In fact, some evolutionary psychologists argue that the role of cognitive biases and decision fallacies exist to protect your mind against challenges that would weaken your non-rational beliefs. You want the truth? You can’t handle the truth, and thanks to cognitive biases and decision fallacies, you don’t have to. Beliefs are deeply rooted in the human psyche, and it’s not an accident that they are so resistant to reason.

If a belief increases the survival potential of you and your group, on some level it’s irrelevant whether it’s actually correct. Beliefs that are clearly and immediately contra-survival (“Look, ma, I can fly!”) are evolutionarily self-correcting. It’s not logical argument and rational thinking that changes your mind, but rather the impact of your belief when it collides with the cold, hard ground. When cause and effect is less clear and less immediate, the lesson tends not to sink in.
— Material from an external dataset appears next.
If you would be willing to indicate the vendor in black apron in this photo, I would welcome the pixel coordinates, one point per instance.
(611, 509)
We are not rational animals. We are thinking animals, but much of our thought isn’t rational at all. We eagerly consume self-admitted lies whenever we read fiction, and as legions of media fans can attest, the imaginary worlds we enter are often more satisfying and fulfilling than the one in which we officially live.
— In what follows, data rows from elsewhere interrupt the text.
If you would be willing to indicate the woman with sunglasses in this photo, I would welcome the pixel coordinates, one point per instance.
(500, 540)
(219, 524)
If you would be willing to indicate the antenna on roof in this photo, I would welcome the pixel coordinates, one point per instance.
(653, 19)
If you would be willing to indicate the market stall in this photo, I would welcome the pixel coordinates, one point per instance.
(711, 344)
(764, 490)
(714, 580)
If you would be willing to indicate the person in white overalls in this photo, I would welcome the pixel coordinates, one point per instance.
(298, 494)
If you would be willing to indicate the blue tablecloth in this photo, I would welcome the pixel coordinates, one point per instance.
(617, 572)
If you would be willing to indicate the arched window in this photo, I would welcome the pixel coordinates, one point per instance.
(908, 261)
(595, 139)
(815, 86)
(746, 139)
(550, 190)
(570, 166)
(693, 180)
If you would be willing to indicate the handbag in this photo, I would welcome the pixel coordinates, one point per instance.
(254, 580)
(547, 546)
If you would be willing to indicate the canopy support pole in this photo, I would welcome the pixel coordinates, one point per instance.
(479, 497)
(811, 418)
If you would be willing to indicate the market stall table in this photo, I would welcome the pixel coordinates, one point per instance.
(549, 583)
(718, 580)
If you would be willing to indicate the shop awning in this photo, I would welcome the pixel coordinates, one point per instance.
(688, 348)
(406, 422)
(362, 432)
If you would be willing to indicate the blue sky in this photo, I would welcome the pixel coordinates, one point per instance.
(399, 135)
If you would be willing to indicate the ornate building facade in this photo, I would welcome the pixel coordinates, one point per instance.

Hokum can expand our universe or contract it. From David Copperfield, who cheerfully admits that what he’s doing is trickery, it’s one small step to Uri Geller, who turns an otherwise unremarkable spoon-bending trick into claims of telekinesis, and not a giant leap to conclude that Area 51 is hiding a world of alien powers right under our very noses. Conspiracy theories and supernatural beliefs of all sorts give us a simple, fulfilling way to eliminate complexity and ambiguity in our lives.

Rationality, enshrined above all in the scientific method, has been under continuing and unremitting attack ever since the scientific revolutions of the 16th and 17th centuries. As soon as Copernicus dethroned the earth as center of the cosmos, the backlash began. In fighting the battle for truth, justice, and the scientific way, we’ve tended to assume that we shared a mutual goal with our opposition: a desire for truth. But that, as we've seen, is not a good assumption.

Which brings up the obvious question, pace Pilate: what is truth? Gandhi argues that truth is self-evident; Churchill argues that it is incontrovertible. But Mark Twain says it best:

“Truth is mighty and will prevail. There is nothing the matter with this, except that it ain’t so.”